Densho Digital Archive
Bainbridge Island Japanese American Community Collection
Title: Tatsukichi Moritani Interview
Narrator: Tatsukichi Moritani
Interviewer: Frank Kitamoto
Location: Bainbridge Island, Washington
Date: February 25, 2006
Densho ID: denshovh-mtatsukichi-01-0011

<Begin Segment 11>

FK: So did you run into any problems when you went out of camp, like when you went out to work, or back in Chicago, as far as racial relations or anything like that, or people being suspicious because you were Japanese?

TM: No. Not a bit of that stuff.

FK: Well, tell me about being in Chicago.

TM: Well... hot in the winter -- hot in the summer and cool in winter, I guess.

FK: What did you do in Chicago?

TM: I worked in a machine shop.

FK: Were there quite a few guys that you knew that were in Chicago with you, or were you pretty much there on your own?

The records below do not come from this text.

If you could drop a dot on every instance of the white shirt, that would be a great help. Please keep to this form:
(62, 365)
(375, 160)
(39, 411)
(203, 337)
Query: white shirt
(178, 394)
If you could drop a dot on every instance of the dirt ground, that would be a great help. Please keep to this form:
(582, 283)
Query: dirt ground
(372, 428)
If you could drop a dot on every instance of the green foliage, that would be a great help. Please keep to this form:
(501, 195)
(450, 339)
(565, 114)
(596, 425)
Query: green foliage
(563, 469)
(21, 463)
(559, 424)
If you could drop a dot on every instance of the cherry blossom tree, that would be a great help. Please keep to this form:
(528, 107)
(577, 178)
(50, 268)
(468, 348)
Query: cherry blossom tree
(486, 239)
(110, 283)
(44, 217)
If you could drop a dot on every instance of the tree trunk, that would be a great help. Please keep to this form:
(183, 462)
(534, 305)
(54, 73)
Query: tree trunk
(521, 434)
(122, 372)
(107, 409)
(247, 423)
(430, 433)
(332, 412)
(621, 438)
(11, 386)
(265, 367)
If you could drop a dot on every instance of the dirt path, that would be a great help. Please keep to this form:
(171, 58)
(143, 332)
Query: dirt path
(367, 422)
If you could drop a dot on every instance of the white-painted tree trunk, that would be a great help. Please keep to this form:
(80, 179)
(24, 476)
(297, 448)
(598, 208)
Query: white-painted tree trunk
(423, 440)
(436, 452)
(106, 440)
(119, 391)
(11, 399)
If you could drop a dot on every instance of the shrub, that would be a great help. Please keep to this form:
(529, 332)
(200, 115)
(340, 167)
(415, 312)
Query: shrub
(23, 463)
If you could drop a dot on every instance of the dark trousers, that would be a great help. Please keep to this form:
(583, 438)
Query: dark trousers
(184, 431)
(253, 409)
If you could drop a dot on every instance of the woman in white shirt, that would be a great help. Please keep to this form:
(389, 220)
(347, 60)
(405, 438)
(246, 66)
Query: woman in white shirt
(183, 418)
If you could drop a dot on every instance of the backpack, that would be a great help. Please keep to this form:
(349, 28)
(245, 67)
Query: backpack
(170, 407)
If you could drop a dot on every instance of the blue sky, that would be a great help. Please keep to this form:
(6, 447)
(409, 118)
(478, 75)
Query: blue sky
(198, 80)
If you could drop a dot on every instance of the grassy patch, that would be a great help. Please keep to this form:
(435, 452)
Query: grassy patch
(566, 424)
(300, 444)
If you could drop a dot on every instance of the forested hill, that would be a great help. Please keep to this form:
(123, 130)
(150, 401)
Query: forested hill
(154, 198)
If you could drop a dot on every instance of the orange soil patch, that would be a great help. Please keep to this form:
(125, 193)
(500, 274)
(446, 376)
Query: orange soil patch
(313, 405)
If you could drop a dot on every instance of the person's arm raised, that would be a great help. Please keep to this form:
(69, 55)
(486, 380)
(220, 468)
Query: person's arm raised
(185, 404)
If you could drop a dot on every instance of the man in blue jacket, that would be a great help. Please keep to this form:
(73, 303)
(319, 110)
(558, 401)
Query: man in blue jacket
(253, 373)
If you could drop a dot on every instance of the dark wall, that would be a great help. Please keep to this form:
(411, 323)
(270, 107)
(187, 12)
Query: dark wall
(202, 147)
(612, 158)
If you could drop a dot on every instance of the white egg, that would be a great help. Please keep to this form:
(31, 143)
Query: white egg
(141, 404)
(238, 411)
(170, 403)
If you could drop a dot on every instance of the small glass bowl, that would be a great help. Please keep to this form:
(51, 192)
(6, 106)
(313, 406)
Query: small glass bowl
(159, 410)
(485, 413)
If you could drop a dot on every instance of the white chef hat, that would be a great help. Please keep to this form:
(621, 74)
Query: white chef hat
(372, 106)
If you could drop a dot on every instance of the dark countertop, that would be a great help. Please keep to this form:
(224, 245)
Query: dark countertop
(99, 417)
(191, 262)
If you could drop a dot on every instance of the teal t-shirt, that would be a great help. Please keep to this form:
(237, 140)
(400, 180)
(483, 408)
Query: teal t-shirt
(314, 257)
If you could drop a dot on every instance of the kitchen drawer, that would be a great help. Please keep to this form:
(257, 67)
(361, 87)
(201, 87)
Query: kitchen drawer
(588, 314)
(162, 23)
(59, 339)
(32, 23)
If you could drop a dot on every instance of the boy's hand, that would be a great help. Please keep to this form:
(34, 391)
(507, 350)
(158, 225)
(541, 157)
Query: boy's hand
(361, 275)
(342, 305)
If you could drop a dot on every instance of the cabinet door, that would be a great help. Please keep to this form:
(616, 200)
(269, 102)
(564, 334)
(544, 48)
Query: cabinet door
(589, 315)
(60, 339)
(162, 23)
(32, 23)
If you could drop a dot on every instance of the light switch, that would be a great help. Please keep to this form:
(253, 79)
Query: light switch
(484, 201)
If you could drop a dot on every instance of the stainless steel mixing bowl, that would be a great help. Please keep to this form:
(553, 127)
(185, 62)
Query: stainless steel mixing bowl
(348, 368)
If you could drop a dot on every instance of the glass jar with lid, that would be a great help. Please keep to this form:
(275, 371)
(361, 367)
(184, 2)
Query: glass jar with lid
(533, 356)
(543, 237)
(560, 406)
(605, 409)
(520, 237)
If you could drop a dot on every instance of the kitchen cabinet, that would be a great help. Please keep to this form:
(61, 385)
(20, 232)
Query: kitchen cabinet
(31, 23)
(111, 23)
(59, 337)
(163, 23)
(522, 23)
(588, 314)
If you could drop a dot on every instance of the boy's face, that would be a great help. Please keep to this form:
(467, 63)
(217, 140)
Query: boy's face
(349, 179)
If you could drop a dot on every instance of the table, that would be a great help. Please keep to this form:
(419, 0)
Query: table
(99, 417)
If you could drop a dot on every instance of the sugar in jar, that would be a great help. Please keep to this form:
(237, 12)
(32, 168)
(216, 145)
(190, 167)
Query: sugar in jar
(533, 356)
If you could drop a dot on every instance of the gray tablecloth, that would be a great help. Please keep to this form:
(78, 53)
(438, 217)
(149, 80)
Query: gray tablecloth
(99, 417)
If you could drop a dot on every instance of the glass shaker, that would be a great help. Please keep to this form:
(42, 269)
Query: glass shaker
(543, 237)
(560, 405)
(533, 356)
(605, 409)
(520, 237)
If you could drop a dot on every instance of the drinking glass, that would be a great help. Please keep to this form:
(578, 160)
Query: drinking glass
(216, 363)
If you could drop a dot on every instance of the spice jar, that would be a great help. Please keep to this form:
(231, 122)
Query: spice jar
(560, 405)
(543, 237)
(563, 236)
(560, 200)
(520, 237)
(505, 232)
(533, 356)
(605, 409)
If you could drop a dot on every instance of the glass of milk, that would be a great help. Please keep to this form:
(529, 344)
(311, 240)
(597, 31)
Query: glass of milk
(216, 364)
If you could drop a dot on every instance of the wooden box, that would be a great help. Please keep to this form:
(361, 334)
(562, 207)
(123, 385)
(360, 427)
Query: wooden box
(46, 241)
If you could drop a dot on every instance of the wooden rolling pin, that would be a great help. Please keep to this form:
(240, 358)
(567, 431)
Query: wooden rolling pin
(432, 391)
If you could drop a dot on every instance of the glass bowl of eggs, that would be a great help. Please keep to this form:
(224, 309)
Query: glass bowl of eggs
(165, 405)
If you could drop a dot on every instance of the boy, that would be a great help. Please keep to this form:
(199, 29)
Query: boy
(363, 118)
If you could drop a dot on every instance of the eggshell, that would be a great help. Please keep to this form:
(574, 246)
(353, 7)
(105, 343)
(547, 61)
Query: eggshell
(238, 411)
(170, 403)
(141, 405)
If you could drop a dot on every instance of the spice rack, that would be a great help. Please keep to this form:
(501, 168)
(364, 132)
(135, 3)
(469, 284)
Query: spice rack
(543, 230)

TM: Yeah, pretty much on my own. I noticed a few Bainbridge guys came in and, came and... they came and they left. They stayed a while and then went back, if they didn't get drafted.

FK: So how did you get a job in the machine shop in Chicago?

TM: I don't know, you just apply for it, I guess. They got all kinds of employment agencies, paying twenty dollars' worth, getting a job, I guess. And there's Department of Labor and all that.

FK: Now, in order to get out of concentration camp and go to someplace like Chicago, was there some paperwork you had to fill out? Did they keep track of you? What happens when you do that?

TM: Yeah, really, I didn't... I didn't really head for Chicago, I headed first to a place called Boone, Iowa, where the chick-sexing school. That's, I got clearance to go there. But then I, I quit the school. Then I had to go somewhere, didn't want to go back to camp, so I went to Chicago. That's where my brother was, so I moved in with him.

[Interruption]

FK: I was wondering, what is, you said you went to chicken sex, chicken sex school?

TM: Yeah, chick sexing.

FK: Yeah, tell me about that. What is that?

TM: When they hatch a bunch of chicks, they don't know what, what it's gonna be, a pullet or a cockerel. And then wanna keep the pullets because they lay eggs, but the cockerels, they don't want because they're roosters. So the hatchery wanted to separate 'em and then they sell them separately. The roosters go to the fryer market, I guess. They're kept separate, anyway. And then the pullets would go to lay eggs, so they separate 'em day-old, I guess, and then and we'd tell 'em if they're pullets or roosters. Then they get paid. They paid for, get paid for each one, for separating them, I guess. There used to be a guy in Manzanar that lived in Block 3, that was a chick-sexer. And he got in, he used to get these Bainbridge guys together and I don't know if it even occurred to him, but he talked like it was a good profession to get into. It was not much work, but it paid good.

FK: Why did you decide to drop out of chick-sexing school?

TM: Oh, my hands were... weren't, they were too clumsy for that kind of stuff. But the Okazaki boys and Yosh Katayama -- they went to a different place -- but they became chick sexers. George Okazaki, I think he's an official in the Chick Sexing Association in, back in Philadelphia. I don't know how many of the Okazaki boys were sexers themselves, but I think there were several of them.